6 of 115 comments (clear)

  1. Mudslinging?! by Anonymous Coward · · Score: 2, Insightful

    I got baited into clicking on the mudslinging link in the summary and I saw no such thing. The worst I saw is X's competitors just mentioning the engineering hurdles that X will have to overcome to have a reusable vehicle. How is that mudslinging?

  2. Re:Cart before horse by jfdavis668 · · Score: 4, Insightful

    You can't reuse one until you learn to land them successfully. They have landed ONE. And I can see the rational about saving it for a future museum. When they have 2 or 3 more successful landings, it will then make sense to launch them again.

  3. Re:Ship landing? by Rei · · Score: 4, Insightful

    It's also not just about floating in seawater. The shuttle SRBs, for example, hit the water at highway driving speeds. It's basically a highway-speed crash.

    But yes, floating in seawater is not exactly conducive to reuse of sensitive components ;) It's like saying, "Hey, toss your car in the ocean, have it bob around for a couple hours, then fish it out, dry it off and start it up, it'll surely be fine!" Only rockets have far tighter tolerances than cars - cars are sturdy, heavily built things while rockets are giant aluminum balloons that weigh a couple dozen times more when full than empty. Cars pump their fuel through tiny nozzles and drain a half dozen liters per hour of driving, while rockets can drain a swimming pool's worth of fuel and burn it in a manner of seconds. Cars roll down roads and face "some" air resistance, while rockets face so much that the compression heating burns the paint off of them. Etc.

    --
    He's the sort of person who would sell the Red Cross to Dracula.
  4. Re:Ship landing? by TWX · · Score: 3, Insightful

    So, to confirm this, and yes, I know, I'm oversimplifying...

    They're essentially reusing the steel cylinder. Presumably they strip it, media-blast it to remove all traces of its previous use down to bare metal, inspect it with sonic or magnaflux or X-ray or pressure test, along the way somewhere confirming its dimensions are still within spec and haven't ballooned due to use, then if it passes, clean again and build it in a similar fashion to if it had been a new steel cylinder being built as a rocket motor...

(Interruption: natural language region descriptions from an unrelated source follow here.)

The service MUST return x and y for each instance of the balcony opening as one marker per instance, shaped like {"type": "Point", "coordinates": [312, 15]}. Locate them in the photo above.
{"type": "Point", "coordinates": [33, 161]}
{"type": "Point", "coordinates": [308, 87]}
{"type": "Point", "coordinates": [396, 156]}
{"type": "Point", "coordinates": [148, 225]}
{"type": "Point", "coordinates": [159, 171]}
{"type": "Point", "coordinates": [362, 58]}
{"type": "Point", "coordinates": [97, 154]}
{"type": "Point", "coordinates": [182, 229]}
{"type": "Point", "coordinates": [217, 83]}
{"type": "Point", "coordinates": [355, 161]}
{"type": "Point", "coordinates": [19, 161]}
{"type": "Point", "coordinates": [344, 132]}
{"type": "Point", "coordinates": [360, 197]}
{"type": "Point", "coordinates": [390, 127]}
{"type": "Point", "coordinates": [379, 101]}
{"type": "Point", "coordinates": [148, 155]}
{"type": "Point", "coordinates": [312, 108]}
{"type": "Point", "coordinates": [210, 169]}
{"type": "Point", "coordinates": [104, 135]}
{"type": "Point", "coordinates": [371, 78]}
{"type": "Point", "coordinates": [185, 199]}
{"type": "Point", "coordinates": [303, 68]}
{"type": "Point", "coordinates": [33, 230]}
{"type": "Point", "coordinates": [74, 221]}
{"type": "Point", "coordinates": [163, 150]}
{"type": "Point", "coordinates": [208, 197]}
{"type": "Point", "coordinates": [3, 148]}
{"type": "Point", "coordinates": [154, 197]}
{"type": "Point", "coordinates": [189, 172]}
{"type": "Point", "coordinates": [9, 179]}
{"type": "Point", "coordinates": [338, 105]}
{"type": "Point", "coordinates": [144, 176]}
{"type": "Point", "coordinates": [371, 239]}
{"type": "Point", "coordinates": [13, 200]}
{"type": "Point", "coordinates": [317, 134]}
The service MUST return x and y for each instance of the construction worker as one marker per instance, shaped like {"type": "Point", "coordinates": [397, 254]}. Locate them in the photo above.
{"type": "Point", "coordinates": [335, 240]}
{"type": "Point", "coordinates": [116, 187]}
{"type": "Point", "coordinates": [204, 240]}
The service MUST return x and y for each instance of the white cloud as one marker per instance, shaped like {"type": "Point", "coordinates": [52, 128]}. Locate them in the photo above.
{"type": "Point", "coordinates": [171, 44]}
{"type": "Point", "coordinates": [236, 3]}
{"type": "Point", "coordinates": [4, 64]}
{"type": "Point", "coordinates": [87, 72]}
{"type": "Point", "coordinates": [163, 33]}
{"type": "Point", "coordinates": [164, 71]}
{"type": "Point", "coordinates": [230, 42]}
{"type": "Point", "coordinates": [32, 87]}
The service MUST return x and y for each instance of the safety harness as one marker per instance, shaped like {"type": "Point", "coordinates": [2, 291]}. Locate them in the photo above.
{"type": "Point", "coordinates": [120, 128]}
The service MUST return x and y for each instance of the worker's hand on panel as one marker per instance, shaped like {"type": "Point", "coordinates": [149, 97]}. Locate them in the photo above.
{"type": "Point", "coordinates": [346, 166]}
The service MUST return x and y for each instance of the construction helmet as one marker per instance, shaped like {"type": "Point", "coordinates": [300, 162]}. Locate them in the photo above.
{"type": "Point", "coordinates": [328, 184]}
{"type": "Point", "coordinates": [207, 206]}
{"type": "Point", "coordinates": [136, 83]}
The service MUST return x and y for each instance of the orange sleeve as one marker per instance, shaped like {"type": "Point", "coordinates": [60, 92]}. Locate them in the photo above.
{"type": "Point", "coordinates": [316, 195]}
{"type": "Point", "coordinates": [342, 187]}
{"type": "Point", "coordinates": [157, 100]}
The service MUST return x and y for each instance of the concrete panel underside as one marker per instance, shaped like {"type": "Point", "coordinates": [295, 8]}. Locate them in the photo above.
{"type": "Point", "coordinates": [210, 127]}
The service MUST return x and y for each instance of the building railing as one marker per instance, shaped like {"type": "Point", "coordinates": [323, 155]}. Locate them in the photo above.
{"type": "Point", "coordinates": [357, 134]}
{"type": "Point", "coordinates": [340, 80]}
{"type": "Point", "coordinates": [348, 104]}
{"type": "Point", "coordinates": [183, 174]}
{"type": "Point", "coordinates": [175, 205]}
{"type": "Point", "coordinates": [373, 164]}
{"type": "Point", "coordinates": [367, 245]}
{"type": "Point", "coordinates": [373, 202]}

    Don't get me wrong, it's not cheap to build a new steel cylinder capable of handling the pressures that the SRBs take, but if my assumptions about the reuse procedures are even somewhat in the ballpark it's more like recycling than a simple reuse. It saves money, but it's not a simple matter of recovering the spent SRBs from the ocean, checking a few things, buffing the paint and repainting anything that needs it, and casting a new propellant grain into them.

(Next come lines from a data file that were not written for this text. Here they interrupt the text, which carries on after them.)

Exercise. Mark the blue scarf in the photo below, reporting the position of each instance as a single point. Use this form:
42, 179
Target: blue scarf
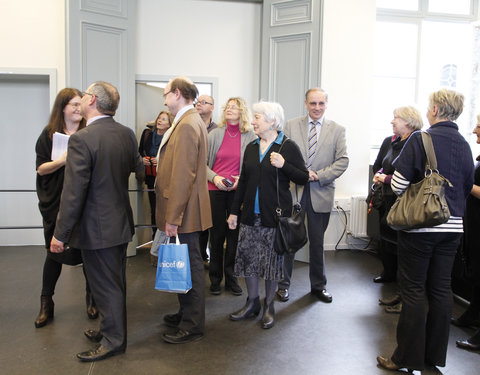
156, 140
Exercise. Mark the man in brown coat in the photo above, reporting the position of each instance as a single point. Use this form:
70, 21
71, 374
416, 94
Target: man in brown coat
183, 203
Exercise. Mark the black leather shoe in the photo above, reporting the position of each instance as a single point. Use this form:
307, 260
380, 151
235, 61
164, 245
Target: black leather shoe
383, 279
172, 320
250, 310
268, 318
322, 295
182, 337
97, 354
215, 289
93, 335
387, 363
395, 309
467, 344
282, 295
235, 289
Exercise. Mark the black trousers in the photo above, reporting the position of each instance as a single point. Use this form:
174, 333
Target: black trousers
203, 239
222, 262
425, 262
105, 270
192, 304
150, 182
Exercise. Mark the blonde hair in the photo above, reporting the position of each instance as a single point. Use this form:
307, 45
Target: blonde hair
245, 117
272, 112
410, 115
448, 102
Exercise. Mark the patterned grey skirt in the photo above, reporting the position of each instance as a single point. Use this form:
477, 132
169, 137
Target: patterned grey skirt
255, 255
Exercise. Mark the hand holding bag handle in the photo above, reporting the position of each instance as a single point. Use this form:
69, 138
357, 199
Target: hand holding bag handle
290, 234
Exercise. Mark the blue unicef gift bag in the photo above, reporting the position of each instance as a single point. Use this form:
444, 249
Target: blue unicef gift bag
173, 268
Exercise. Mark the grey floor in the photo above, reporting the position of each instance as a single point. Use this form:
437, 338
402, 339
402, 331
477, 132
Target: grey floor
309, 337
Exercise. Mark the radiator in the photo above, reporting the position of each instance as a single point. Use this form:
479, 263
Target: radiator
358, 216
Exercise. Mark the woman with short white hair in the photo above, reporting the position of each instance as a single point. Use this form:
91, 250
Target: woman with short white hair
270, 155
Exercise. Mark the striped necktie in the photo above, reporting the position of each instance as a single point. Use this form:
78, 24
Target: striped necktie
312, 143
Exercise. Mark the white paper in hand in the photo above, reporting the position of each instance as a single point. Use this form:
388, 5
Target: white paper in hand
59, 144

    I'm assuming that SpaceX's goal is to collect the landed rocket, clean it, run diagnostics on its active systems, perform some materials tests at places that are known to have suffered load like where the legs attach and at the endcaps where the thrust pressures are highest, touch-up the paint, fill it with its liquid fuel again, and launch it again, possibly all at the same spaceport.

    --
    Do not look into laser with remaining eye.
  5. Re:Ship landing? by Richard_at_work · · Score: 5, Insightful

    The two things that are different between the Shuttles SRB situation and SpaceX's Falcon situation is that the SRBs underwent a significant impact with the ocean and a prolonged dip in salt water, so they literally needed to be stripped down, checked for stress issues etc etc, especially as there was a lot of rubber seals in there which are all suspect after that salt water bath. The Falcon undergoes none of that, so hopefully requires less stringent checks before it can be reused.

  6. Re:Cart before horse by Penguinisto · · Score: 3, Insightful

    As much as anything, SpaceX is a monument to Musk's ego.

    ...and if his little venture is sufficiently successful in getting mankind into space on a regular basis, let alone as permanent residents, I honestly don't give a damn if it pumps his ego or not.

    --
    Quo usque tandem abutere, Nimbus, patientia nostra?